Now he can add one more superlative to his resume as the most likely to unseat Clayton Kershaw as the best pitcher in the baseball.
Later in the article, Greenberg argues that Scherzer is already the best pitcher in the sport. Greenberg’s opinion is no longer an uncommon one, either, but is Scherzer really the best pitcher in the game right now? Let’s take a closer look, and instead of solely looking at this year’s performance, we’ll compare the two pitchers over the first ten years of their careers.

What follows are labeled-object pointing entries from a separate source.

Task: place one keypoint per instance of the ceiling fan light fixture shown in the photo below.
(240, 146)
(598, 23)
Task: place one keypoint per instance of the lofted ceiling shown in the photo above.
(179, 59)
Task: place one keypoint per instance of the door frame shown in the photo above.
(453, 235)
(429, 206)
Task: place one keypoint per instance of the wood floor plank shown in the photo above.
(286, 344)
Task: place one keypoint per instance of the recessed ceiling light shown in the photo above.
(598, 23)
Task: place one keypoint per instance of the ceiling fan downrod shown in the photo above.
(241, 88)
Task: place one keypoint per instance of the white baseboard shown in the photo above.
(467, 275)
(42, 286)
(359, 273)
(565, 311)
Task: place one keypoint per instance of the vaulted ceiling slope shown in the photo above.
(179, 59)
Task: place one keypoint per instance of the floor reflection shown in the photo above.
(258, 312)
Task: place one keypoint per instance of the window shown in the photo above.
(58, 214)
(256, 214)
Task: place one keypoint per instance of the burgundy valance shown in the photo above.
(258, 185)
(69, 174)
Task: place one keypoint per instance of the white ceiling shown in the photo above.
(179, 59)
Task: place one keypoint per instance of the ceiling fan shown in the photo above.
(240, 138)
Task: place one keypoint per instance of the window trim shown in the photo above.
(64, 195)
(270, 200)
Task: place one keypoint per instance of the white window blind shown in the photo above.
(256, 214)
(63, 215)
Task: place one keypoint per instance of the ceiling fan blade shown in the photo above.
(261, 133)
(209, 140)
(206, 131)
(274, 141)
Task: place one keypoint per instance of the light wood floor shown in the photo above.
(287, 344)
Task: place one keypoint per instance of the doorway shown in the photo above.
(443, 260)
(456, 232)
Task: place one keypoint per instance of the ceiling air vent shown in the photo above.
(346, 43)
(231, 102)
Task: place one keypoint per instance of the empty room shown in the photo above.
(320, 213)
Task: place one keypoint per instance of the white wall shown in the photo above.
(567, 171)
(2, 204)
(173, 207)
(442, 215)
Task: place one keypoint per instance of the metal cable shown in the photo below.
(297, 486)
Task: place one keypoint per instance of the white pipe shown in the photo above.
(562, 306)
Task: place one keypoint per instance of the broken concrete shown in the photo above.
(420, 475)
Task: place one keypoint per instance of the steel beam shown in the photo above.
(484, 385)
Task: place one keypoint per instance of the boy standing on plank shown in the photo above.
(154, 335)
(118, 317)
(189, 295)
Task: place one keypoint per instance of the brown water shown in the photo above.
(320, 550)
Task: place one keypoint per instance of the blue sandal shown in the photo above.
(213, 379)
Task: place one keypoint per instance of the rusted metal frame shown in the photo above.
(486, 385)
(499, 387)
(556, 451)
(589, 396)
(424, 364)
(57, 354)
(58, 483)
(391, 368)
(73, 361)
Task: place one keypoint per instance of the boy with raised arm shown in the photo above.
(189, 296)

To answer this question, I went to FanGraphs, quite possibly the best sports information website on the internet today. Instead of getting into advanced stats right away, I decided to compare the two pitchers based on more common statistics. The most accepted statistic to gauge a pitcher’s success is earned run average, and while Scherzer’s ERA is lower than Kershaw’s this season, their bodies of work show that this is a rare occurrence:
Much of the hype around Scherzer’s dominance has come in the wake of his last five starts. In those outings, Scherzer has pitched to a 0.89 ERA with at least ten strikeouts and seven innings pitched in every game. In his last five starts, Clayton Kershaw has pitched to a 3.98 ERA and has not gone deeper than seven innings into any of those outings. Before this five-start stretch, Kershaw’s ERA was 2.01 while Scherzer’s was 3.02. It’s entirely possible that this three-week period has been an aberration for both pitchers.
Now, let’s take a look at the all-important WHIP (walks and hits per inning) statistic. This stat is an indicator of how many baserunners a pitcher allows in each of his innings of work, and it usually is the best indicator of long-term success. With Kershaw and Scherzer, it tells a very similar story to their ERA comparison:
Let’s take this one step further. FIP is a pitching stat that aims to take defense out of the equation of a pitcher’s success (it literally stands for fielding independent pitching). This figure shows that Scherzer is currently having the better season. But, just like the other previously-displayed statistics, it also shows that this year could be an anomaly:
Now, it is impossible to believe that Kershaw is having the better season this year. However, you may ask yourself whether or not I would still take him as the best pitcher in baseball. The answer is that I would, and here’s why.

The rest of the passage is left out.